Cake boss Steve Ytterborn said: “The popular term fossil-free vehicles means a green wash until all production has been decarbonized, regardless of what fuel they run on.”

He added: “To understand and address our own impact, we have measured emissions from our entire production chain for a Cake Kalk GOLD, and have started to decarbonize every step to a minimum by 2025. In doing so , our second most important contribution to the planet is to inspire other manufacturers to step up and do the same.”

Vattenfall and Cake have been working on the project since last year, which involved taking the bike apart and trying to assess the CO2e impact of each individual component. This involved working with Cake suppliers. CO2e reduction is currently focused on materials such as aluminum, steel, plastic and rubber, as well as the production of the controller, motor, battery, suspension and electronics of the bike.

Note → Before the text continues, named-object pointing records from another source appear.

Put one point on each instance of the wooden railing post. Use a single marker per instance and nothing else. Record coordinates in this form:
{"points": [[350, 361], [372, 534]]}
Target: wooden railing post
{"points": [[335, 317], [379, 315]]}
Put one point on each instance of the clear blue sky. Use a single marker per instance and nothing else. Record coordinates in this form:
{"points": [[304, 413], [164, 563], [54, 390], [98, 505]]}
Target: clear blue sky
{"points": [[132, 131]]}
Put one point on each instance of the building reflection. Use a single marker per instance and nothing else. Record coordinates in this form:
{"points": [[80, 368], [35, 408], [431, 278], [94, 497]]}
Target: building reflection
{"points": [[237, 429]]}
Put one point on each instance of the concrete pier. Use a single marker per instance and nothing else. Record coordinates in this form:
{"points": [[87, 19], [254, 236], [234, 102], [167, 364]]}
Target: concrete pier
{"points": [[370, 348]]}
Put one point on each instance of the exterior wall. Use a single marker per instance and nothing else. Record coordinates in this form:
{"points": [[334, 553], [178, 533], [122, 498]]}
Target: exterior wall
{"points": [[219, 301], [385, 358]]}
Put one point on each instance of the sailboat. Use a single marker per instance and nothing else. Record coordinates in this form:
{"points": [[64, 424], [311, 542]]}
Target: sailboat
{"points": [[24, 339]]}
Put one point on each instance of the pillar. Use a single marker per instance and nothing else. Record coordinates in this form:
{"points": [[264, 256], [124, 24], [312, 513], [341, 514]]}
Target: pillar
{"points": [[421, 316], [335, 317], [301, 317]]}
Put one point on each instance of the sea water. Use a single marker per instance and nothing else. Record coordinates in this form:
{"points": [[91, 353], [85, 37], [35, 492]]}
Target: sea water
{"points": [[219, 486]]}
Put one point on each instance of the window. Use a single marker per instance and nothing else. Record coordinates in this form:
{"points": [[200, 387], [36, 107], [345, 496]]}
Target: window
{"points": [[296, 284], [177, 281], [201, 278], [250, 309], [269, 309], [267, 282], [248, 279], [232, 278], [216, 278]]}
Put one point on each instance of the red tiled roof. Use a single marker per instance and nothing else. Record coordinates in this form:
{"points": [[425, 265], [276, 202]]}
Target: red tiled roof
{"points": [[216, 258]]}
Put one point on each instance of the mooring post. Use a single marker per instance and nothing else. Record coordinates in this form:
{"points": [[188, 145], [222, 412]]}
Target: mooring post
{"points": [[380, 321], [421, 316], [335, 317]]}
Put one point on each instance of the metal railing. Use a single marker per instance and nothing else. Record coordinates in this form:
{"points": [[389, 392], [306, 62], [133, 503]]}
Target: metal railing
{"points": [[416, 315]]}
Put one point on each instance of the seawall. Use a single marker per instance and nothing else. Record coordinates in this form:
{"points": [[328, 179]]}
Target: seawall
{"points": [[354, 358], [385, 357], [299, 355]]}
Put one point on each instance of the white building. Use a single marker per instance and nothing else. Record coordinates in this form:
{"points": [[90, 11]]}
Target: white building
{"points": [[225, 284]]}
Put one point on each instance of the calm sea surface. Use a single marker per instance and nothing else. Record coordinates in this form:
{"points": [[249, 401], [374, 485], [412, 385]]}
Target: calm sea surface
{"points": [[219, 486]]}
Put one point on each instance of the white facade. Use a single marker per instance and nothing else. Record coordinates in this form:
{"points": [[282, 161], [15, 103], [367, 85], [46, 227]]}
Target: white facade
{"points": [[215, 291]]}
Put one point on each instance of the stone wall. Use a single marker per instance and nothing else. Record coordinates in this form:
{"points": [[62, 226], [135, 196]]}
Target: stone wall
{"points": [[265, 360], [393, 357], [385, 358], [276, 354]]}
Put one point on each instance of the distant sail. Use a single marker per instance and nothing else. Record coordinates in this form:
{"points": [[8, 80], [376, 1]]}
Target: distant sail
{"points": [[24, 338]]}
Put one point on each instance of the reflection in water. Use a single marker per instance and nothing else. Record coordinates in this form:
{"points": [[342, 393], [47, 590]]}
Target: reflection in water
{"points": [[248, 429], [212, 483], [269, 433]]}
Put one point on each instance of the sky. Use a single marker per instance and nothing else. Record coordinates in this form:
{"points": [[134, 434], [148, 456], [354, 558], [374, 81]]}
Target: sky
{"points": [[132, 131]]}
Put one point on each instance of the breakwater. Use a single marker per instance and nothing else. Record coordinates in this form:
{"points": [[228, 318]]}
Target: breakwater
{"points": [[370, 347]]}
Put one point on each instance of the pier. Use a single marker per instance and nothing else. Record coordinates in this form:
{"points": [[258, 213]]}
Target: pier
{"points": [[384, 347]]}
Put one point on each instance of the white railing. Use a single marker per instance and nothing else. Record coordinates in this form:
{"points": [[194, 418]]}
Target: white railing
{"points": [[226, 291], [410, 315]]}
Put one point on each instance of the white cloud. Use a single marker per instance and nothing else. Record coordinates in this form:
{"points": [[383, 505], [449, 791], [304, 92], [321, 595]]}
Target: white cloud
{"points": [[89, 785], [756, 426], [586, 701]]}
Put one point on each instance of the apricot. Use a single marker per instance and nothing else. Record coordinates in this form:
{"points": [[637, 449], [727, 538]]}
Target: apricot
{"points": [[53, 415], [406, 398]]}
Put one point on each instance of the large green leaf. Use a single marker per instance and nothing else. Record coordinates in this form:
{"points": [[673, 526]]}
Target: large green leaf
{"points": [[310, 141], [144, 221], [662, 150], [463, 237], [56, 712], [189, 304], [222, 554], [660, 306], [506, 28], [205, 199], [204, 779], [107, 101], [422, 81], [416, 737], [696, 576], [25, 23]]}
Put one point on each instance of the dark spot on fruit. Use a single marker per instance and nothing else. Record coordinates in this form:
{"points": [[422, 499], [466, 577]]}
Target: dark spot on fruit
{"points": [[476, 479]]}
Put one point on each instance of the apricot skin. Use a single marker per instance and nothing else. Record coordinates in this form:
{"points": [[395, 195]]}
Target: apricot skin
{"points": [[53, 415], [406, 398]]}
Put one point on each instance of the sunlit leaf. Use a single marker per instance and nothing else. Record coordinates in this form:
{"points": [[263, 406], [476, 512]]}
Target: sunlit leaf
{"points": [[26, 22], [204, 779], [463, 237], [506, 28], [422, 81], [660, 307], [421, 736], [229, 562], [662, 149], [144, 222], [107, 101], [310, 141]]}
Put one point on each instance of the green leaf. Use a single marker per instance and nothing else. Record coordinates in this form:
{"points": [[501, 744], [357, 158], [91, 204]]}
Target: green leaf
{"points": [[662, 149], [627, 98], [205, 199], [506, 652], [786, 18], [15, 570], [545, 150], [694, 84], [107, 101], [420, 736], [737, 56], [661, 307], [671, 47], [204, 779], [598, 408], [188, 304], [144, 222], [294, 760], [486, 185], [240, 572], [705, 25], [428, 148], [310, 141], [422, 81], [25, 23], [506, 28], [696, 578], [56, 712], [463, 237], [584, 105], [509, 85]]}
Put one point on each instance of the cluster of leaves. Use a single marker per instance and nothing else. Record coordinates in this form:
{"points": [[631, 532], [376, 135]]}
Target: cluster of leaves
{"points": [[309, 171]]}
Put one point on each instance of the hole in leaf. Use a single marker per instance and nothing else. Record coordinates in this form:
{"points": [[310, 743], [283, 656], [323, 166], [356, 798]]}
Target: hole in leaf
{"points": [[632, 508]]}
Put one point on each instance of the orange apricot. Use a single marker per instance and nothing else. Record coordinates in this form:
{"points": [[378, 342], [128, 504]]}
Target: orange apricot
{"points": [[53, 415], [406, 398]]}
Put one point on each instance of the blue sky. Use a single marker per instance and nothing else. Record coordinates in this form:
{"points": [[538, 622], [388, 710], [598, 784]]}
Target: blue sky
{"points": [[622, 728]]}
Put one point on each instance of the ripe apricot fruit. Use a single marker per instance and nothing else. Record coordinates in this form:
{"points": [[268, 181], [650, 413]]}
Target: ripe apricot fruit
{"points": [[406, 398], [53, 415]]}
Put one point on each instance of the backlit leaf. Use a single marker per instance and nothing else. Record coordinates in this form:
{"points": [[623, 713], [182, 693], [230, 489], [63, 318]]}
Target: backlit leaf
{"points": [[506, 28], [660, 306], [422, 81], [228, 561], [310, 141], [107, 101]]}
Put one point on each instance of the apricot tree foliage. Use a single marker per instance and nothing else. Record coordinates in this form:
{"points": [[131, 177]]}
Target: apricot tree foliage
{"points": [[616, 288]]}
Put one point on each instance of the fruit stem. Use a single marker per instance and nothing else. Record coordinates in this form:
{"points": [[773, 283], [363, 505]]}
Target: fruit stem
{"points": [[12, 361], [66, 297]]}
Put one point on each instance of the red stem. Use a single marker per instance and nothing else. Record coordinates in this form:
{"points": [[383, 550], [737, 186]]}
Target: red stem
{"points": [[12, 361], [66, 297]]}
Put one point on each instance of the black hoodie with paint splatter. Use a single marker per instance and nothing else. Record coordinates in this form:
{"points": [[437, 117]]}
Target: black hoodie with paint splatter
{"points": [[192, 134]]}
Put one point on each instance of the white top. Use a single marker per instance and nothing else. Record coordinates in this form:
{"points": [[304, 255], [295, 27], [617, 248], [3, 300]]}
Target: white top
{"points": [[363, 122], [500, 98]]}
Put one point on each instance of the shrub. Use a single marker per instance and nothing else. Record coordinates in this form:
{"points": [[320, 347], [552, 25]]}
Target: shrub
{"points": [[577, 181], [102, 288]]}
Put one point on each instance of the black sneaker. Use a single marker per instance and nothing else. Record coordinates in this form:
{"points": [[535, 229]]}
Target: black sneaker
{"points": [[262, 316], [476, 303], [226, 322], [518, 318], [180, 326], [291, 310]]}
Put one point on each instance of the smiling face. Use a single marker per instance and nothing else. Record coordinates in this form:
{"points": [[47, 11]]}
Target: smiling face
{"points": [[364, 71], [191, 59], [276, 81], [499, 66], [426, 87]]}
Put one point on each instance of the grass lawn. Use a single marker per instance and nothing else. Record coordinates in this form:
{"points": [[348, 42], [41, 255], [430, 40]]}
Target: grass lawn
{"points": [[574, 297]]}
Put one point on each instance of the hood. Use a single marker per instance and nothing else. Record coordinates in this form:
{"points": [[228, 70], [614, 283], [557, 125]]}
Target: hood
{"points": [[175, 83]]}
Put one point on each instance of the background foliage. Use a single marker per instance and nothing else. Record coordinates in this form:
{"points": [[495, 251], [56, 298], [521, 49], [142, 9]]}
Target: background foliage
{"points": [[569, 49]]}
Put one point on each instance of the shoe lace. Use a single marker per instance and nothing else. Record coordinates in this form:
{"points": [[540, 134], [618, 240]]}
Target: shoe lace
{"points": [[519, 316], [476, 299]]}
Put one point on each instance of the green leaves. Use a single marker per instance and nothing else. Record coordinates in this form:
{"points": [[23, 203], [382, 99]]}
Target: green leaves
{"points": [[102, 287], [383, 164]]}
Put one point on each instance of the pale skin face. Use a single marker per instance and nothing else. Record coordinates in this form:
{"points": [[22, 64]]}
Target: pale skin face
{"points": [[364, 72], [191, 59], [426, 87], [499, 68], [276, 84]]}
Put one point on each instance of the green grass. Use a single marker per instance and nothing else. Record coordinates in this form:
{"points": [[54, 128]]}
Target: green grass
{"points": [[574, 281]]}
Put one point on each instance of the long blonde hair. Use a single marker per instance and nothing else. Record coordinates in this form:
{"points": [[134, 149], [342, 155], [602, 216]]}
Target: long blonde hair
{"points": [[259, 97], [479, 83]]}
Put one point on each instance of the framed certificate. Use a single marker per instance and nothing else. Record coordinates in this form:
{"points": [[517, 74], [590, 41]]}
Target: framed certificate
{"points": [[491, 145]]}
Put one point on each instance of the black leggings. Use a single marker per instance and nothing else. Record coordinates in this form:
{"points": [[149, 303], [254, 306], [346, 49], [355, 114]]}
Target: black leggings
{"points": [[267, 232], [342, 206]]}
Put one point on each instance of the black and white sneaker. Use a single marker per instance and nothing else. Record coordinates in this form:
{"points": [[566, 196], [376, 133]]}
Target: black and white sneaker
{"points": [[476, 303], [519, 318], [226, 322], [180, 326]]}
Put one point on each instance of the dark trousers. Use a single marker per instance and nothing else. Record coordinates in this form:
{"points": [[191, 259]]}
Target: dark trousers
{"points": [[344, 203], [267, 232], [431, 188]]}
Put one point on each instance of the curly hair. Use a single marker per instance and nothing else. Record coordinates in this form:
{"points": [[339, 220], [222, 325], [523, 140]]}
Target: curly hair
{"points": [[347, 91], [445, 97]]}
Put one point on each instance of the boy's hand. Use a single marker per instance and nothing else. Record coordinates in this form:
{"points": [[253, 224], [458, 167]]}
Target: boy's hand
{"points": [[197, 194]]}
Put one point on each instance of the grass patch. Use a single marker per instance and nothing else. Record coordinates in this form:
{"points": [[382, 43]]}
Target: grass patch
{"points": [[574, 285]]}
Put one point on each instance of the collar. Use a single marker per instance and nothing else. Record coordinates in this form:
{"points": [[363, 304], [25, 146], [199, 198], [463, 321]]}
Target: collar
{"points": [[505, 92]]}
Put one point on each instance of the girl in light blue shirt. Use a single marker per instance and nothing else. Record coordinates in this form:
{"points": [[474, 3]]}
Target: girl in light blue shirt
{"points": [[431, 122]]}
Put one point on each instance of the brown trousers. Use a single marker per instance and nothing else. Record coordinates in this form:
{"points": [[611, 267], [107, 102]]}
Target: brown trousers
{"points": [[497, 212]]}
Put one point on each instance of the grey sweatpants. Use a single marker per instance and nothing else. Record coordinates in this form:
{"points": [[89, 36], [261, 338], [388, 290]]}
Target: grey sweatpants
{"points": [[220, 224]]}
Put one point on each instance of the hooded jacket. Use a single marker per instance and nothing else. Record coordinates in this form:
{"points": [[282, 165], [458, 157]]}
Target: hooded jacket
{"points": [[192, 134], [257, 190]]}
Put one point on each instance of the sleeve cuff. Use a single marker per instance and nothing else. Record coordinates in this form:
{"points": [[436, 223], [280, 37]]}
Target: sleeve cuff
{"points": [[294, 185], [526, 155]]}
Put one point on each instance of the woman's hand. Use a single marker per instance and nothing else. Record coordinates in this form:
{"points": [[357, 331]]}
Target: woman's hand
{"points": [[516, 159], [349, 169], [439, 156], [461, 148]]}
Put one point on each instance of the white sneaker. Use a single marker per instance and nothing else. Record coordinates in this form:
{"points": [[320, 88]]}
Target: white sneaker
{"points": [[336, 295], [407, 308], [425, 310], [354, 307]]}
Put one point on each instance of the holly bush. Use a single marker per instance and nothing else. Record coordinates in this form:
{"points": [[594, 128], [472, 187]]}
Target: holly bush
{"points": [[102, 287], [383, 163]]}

The company previously announced that it was working with Papershell to develop a paper-based natural fiber composite that could replace plastic.

Cake and Vattenfall and work with existing suppliers and reach out to “innovative manufacturers of alternative components and materials”.

The 1186 kg of CO2e that Cake claims is produced during the production of a Kalk OR bike is lower than the 1334 kg of CO2e created during the production of a 46-inch LED TV – and significantly lower than the 23 to 35 tonnes. of CO2e produced during the manufacture of an electric car.

For a more in-depth comparison, Cake says that producing a pair of jeans created 33 kg of CO2e and preparing 1 kg of beef produces around 60 kg of CO2. Using a 60 liter tank of petrol in a combustion engine car creates around 182 kg of CO2e.